Soft-edged Puzzle Pieces
You can’t just combine text though. Well, you can but unless you’re making some kind of post-structuralist, collage narrative, you have to be sure there’s a through-line, a thread of context readers can follow. A light they can follow through the desert.
Defining that thread, that light, is tricky business. Fall into the trap of simulation, and you’ll want to make a model of everything that’s happening in the story. What if the object the main character picks up is the thing they set down on a table in the second event? What if the system knows things go on tables? Wait what is a table? Never mind…what if the system knows when two characters are in a room together, setting things on tables?
You can go down this rabbit hole, and many systems have tackled the problem, with varying levels of success. For us, we knew we wanted to keep the focus on interesting stories, without getting bogged down with simulating the space of the story. So wherever possible, we want to leave it to the reader to draw the line between the dots.

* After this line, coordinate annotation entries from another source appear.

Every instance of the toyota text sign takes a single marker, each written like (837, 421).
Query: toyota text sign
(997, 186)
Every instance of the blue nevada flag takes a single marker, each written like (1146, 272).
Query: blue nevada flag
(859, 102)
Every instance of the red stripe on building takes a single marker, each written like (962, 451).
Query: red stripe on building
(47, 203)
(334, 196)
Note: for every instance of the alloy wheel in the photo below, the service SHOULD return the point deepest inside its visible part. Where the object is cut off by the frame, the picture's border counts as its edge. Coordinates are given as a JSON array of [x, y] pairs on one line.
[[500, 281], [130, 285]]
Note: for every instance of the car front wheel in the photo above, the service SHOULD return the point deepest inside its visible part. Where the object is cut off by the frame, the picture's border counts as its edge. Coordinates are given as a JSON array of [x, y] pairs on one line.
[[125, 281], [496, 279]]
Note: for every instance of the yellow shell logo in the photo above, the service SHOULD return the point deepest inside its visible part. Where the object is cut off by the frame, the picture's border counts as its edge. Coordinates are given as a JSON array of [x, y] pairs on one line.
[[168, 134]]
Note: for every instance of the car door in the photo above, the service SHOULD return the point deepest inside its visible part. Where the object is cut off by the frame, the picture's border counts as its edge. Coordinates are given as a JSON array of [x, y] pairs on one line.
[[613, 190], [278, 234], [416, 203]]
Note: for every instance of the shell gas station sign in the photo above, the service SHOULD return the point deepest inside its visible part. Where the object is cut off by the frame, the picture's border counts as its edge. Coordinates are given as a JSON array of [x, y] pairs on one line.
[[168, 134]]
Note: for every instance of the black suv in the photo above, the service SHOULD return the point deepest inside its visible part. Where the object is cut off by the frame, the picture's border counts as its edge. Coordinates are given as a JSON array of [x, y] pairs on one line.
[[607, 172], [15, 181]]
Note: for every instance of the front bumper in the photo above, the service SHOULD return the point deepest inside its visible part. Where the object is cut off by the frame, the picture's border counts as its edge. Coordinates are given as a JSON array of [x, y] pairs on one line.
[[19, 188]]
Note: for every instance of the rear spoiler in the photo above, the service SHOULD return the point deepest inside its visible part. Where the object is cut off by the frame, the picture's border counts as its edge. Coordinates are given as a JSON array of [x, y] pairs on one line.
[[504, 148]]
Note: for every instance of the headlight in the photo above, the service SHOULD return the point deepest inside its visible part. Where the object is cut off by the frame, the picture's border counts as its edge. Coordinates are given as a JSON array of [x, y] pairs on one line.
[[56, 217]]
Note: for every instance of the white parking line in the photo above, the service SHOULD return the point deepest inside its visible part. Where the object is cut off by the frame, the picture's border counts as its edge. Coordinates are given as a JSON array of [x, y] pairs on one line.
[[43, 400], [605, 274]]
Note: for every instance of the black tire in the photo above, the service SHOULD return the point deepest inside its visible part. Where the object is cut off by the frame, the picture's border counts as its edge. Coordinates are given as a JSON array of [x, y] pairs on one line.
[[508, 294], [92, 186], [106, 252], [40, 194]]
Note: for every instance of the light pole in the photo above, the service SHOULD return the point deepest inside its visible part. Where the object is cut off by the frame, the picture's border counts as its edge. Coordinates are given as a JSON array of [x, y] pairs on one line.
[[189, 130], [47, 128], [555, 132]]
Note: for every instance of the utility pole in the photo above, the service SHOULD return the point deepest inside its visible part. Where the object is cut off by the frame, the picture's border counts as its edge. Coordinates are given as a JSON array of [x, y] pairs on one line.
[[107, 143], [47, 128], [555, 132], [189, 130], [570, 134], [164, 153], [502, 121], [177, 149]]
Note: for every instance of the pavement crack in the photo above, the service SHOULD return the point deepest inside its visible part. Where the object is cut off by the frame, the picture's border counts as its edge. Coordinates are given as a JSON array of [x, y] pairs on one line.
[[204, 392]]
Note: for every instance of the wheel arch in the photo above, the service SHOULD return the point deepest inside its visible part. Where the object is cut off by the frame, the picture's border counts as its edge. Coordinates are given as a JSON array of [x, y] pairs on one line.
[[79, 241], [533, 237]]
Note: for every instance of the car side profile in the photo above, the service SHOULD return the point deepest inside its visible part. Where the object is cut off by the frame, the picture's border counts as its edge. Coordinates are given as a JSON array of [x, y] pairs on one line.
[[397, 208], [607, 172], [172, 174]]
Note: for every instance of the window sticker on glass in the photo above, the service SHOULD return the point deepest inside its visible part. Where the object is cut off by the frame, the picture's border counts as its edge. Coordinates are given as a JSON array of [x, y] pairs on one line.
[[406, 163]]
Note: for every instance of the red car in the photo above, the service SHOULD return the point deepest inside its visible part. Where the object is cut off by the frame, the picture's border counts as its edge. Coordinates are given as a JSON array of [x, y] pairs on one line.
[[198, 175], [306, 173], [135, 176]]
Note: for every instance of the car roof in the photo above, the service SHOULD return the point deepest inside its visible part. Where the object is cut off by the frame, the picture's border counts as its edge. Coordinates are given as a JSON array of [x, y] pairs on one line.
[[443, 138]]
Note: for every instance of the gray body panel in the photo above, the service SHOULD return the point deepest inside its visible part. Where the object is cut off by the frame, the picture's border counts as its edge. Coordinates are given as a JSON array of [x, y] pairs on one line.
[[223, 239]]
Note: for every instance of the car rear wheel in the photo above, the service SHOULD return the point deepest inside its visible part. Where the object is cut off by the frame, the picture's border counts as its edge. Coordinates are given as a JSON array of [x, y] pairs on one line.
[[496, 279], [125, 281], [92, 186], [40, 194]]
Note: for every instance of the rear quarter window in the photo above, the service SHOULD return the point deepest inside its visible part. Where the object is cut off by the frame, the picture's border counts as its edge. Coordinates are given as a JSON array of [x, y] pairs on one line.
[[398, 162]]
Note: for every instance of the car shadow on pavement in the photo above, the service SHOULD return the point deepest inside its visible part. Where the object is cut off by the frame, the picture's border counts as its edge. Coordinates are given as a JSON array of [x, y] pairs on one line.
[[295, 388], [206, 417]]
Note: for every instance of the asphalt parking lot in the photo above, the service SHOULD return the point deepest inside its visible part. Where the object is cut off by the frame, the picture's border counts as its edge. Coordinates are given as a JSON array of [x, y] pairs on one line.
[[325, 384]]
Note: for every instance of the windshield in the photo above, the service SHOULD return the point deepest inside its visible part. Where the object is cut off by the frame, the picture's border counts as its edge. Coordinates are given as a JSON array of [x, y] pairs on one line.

It feels like cheating, but we’re not hand-waving the problem. We do want to make sure there is some baseline consistency.
A lot of that boils down to characters, and how they’re tagged by the system. We use grammars like _characterWithTrait/feisty/ to make sure the right characters end up in the right scenes. And if we do some simple thinking like “hey, this event requires a feisty symbol, so I know there’s a feisty character in here somewhere…” or “I know the character has had some sort of confrontation with their teammate because this ending requires that kind of event, so maybe it can reference that like this…”
Also, honestly, we go with our instincts. And then we use fancy tools sometimes to double-check our assumptions. But that’s a topic for a different post.
So we author these chunks of story, these puzzle pieces, and soften their edges with grammars so that they’re relatively adaptable. It’s a delicate dance, writing something between text that can be used always, or only used once. We shoot to write text that can show up several times, with clever ways to make it adapt to each context so it feels more like it was written just for that context. And we make sure the conditions for each one, the bindings between symbol, event, and ending, are robust as well.
All those things working together is Ice-Bound‘s unique take on combinatorial narrative. We’ll be posting more about other aspects in the next entry, but if you have any questions now, fire away! If you want a heads up when we pull back the curtain some more, feel free to follow us on Twitter or Facebook, or if you just want to know when Ice-Bound is out, you can go to ice-bound.com and sign up there. Thanks!
Great read. This is a very interesting dialog to me, as I spent two years building a game engine for a CYOA horror story, but one where the players could read existing stories, or build their own node based adventures to share. We had 24 beginning stories, and my partner authored those. (I did a few when I wasn’t programming/doing art). We found that the process became easier, but that the traps you list above: making choices matter! without creating a ton of content nobody saw were all too easy to fall into. In the end, we chose key choices for great storytelling, but it was indeed exhausting work and we knew that our audience creators would likely struggle with this too much.
I’m excited you’ll be at IndieCade – look forward to chatting with you more about the solutions you’ve used and seeing Ice-Bound!